As the upfront market approaches, one analyst expects cable to stand out even though he’s predicting more moderate advertising growth for 2011 and 2012.

Anthony DiClemente of Barclays Capital sees the national cable networks taking in 15.3% more  in this year’s upfront market for a total of $9.23 billion, bringing them to parity with the Big 4 broadcasters, which will see a  7.5% increase.

DiClemente sees CBS’s upfront sales rising 15.6% to $3.01 billion, ABC’s sales rising 11.9% to $2.68 billion and Fox’s sales rising  6.4% to $2.11%.

NBC, now owned by Comcast, is looking at a 10.7% drop in upfront sales to $1.43 billion, according to DiClemente. With its viewership down 19.4% this season, he expects the struggling Peacock network, unlike its competitors, to sell less inventory in the upfront this year than last year in hopes that ratings will improve enabling it to cash in during the scatter market.

In terms of pricing, the analyst sees CBS leading the broadcast pack with a 12% gain on a cost per thousand viewers basis. ABC and Fox should score 10% increases and with NBC able to secure hikes of 8%.

DiClemente notes that a prolonged NFL lockout could mean higher prices and volume for both broadcast and cable networks in the upfront as a buyers look to lock in broad audiences on scripted and reality shows in case the games aren’t played.

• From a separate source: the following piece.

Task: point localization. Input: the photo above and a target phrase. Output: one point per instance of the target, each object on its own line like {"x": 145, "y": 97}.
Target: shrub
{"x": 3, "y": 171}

Upfront sales are just one component of full-year ad revenues. DiClemente has lowered his revenue forecasts for ad spending overall in 2011 to 2.9% from 3.9% and 5.2% in 2012 from 6%.  But within those estimates TV-particularly cable TV-still look good. He has broadcast TV showing a 3.6% gain in 2011 and a 10.3% jump in 2012 (compared with earlier estimates of 5.7% and 8.2%) and cable gaining 9.5% in 2011 and 9% in 2012 (compared to 9.5% and 7.5%).

As far as investors are concerned, DiClemente sees CBS and Viacom as well positioned in the upfronts. He also likes Disney because of the strength of live sports content. In the event of an NFL lockout, he figured Disney stands to gain because it owns about 90% of the gross ratings points in college football and 33 of 35 bowl games.

“Also, ESPN is in a way insulated from the risks of a lockout given its heavy exposure to affiliate fee,” he adds. “We believe Disney has the least among of revenue at rick out of all of the networks that carry the NFL (CBS, Fox, NBC).”